Four Gates is one of the smallest kosher wineries in the country, producing only 400 cases a year. It’s also one of the only ones in the world that grows its own grapes organically.

The vineyard is located deep in the folds of the Santa Cruz Mountains. Just getting up Cantz’s driveway is like an amusement park ride, with a newly paved road meandering up and around a labyrinth of thick foliage. The journey ends at a quaint sign greeting visitors in Hebrew. Beyond, sprawling green pastures give to way to breathtaking views of the Pacific Ocean.

Cantz, 65, arrived at this mountaintop 42 years ago for a summer job and never left. He had studied calligraphy in college and never intended to become a winemaker.

But after becoming religiously observant with the help of a Chabad rabbi, Cantz says he came to understand the spiritual transformation grapes undergo on their way from the vine to the Shabbat table and he felt a strong desire to become involved in the process.

“In a non-irrigated vineyard, the water literally comes down from the heaven as rain, and that rain goes through a whole spiritual journey just to give us our wine,” Cantz says. “From the sky, down to the earth, into the grapes, then crushed and bottled for our Friday night tables, it just reminded me of the whole enterprise of living. And I liked the idea of a physical voyage that manifests to find something physical to elevate God through. It’s hard to keep this image in my head every day, but it’s what keeps me going and it’s why I do the entire process myself.”

In 1991, Cantz planted four acres of vineyards, despite having no formal training. “There was no YouTube to figure these things out,” he said. It took Cantz many seasons to figure out the right way to plant and get his wine to taste just right.

Maintaining a vineyard is strenuous work.

While Cantz’s crop is certified by the California Certified Organic Farmers, his wine doesn’t qualify as organic because Cantz uses sulfur dioxide to prevent further aging – a practice European wineries consider organic but Americans do not.

These days, Cantz is growing Merlot, Chardonnay, Pinot Noir and Cabernet grapes. In a good year, he produces 5 to 8 tons, from which he extracts about 1,000 gallons of wine.

The product is sold exclusively through his website, fourgateswine.com.

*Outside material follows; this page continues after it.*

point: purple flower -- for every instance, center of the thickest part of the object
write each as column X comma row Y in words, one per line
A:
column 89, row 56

“Honestly, it’s really not that hard to make wine,” he said. “But making good wine means that you need to have all your ducks in a row. And the secret to the best wines is the perfect amount of fermentation.”

Every now and then, Cantz says, he will get an email from a client begging to take over the winery when he retires. But Cantz has a lease on the land until he’s 92 and he doesn’t plan to stop any time soon.

“I feel so lucky that God has blessed me with the opportunity to do something that I love,” Cantz says. “Wine has a whole scientific aesthetic to it and includes so many elements of life I get to watch. It’s vigorous, but it’s all worth it.”